Andrew Heenan remarked:
Not my area, and I wouldn't presume to guess.
But I am sure of one thing:
"Not Shenfield"
Bluff. Called.
[There's nowhere "slightly" further out than Shenfield that has the
capacity to turn the requisite number of trains]
Sneaky Pedant called:
1. I was not bluffing - I was expressing a view. Sorry about that.
2. When you quoted me, you chose to miss a key point:
"There are, of course, many options east of Liverpool Street, and a lot may
depend on who's in power come 2018."
I repeat, "Not my area, and I wouldn't presume to guess" - instead of trying
to be smart (and merely being smug) why not *use* your local knowledge to
see what other possibilities there are.
Warning: this may require an open mind and tad of imagination - do your
best.
Just imagine *you* are planning an East-West high capacity, high frequency
rail service, and you have a free choice of terminus, and go for it!
[tip: it is theoretically possible for More Than One to be used]
So please do enlighten us.
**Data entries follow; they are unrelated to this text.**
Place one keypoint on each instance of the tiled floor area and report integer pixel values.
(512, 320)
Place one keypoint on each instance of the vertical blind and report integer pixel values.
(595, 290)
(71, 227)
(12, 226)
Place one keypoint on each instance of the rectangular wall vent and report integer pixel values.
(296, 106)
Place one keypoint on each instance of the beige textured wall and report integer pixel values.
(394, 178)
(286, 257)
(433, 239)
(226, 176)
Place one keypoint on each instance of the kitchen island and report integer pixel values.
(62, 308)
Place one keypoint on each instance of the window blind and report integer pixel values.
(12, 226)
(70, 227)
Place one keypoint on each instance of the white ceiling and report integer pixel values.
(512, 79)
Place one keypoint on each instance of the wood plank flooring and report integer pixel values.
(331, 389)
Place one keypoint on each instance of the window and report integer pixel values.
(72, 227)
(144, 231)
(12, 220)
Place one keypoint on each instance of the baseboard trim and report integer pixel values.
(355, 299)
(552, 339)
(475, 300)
And none of this "not my area" nonsense,
please - if you know enough to be certain that there are better options
than Shenfield, then you know enough to suggest some.
(And please don't tell me there's not one station on the Eastern that
is more appropiate than Shenfield - or I, and many others, will cease
to believe a word you say.)
Really? Who are these many others, and how do you know about them?
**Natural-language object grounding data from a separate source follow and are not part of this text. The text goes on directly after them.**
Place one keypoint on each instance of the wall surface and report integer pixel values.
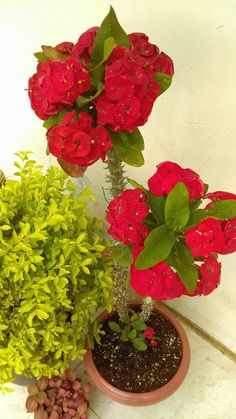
(194, 123)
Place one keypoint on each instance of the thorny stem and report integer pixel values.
(146, 309)
(2, 178)
(117, 182)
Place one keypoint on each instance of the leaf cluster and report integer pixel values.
(52, 273)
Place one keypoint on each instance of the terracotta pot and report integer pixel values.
(152, 397)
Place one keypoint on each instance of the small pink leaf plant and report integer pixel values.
(173, 233)
(63, 397)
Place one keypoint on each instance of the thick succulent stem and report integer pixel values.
(146, 309)
(117, 182)
(2, 178)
If Roland, or anyone else, wants to claim that no terminus is more
appropriate than Shenfield, and backs that up with reasoned arguments,
then the correct response is to consider those arguments. Dismissing
them out of hand is the act of someone driven by overwhelming affection
for their own opinions, not any interest in the truth.
As it happens, i also think there's no better option than Shenfield.
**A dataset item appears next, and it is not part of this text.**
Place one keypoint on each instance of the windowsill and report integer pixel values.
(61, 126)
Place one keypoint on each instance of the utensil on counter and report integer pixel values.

The GEML is four-track to Shenfield, and has two two-track branches
beyond that. That means you can run Crossrail as a stopping service to
Shenfield with one pair of tracks entirely to itself, and leave the
other pair for non-stop long-distance services, with no possibility of
performance pollution between the two. Running those Crossrail trains
beyond Shenfield supplies residents of those towns with a stopping
service into London which they simply won't use. Making some of the
Crossrails non-stop on the fasts to points beyond Shenfield, and
filling in the deficit on the slow lines with Liverpool
Street-terminating trains, throws away the advantages of segregation.
Turning some of the Crossrails off short of Shenfield - say up the West
Anglia, to suburban destinations or Stansted, means taking trains away
from the stations towards Shenfield, which means a net reduction in
service on an already overcrowded line. So, we have one useless option,
one impractical one, and one actively harmful one.
I look forward to hearing your suggestion.
tom
To balance peak hour loadings between trains running on the same Line
on the RER in Paris, the stopping patterns are varied. For example on
the western arm of the Line A, most trains ran through to the terminus
at St. Germain-en-Laye, but some turned back before the end of the line
at Le Vesinet-Le Pecq. The longer distance trains tended to skip some
of the stations nearer Paris which were covered by the trains which
turned back early. All of the trains stopped at all of the stations in
the central section. This was all done on a 2 track railway and it
seemed to work very well. Outside the central section I would suggest
that not all the Crossrail trains should be all-stations.